Porozrzucane stetoskopy, dokumentacja medyczna i regały pełne tekstów akademickich. Na ścianie przed jego biurkiem znajdowała się przeglądarka filmów rentgenowskich. Typowy obraz lekarza w gabinecie szpitalnym. A jednak ten człowiek nie był lekarzem i to nie był szpital. W rzeczywistości było zupełnie na odwrót.

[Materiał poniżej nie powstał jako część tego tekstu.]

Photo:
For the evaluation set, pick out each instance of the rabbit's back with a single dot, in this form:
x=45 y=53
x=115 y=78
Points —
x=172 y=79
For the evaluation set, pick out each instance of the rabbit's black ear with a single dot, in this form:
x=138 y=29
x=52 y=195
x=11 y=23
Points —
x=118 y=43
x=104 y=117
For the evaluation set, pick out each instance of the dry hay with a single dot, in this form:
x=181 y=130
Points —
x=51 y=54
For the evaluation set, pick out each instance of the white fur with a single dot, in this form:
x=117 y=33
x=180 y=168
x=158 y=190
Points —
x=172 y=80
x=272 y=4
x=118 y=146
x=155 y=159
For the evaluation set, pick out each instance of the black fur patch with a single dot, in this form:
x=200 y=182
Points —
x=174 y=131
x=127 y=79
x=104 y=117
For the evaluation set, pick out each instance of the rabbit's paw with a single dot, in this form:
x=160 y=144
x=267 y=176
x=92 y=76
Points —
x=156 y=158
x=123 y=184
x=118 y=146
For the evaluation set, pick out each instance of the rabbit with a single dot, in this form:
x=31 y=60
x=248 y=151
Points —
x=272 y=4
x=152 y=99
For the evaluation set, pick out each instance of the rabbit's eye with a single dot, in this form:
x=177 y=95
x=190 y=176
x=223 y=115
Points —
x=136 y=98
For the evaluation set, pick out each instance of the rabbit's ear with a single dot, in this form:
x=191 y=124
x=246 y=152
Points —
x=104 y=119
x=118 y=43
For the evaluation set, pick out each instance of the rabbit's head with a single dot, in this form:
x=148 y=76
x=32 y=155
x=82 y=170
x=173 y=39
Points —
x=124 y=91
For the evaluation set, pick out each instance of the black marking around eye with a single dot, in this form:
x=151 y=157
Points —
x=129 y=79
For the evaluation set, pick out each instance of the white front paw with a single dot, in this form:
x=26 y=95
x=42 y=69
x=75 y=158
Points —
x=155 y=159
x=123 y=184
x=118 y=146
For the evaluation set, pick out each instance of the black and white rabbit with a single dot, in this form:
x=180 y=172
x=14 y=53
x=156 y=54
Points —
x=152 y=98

❝Nasi przemytnicy broni są opóźnieni o dwa tygodnie. W tym tempie moi ludzie będą walczyć nożami kuchennymi. I na tym się nie kończy. W tym miesiącu mieliśmy już trzy brutalne incydenty, w które musiała zaangażować się policja miejska. Tracę kontrolę nad niskopoziomowymi pomrukami.❝ – narzekał mężczyzna, patrząc na dokumenty.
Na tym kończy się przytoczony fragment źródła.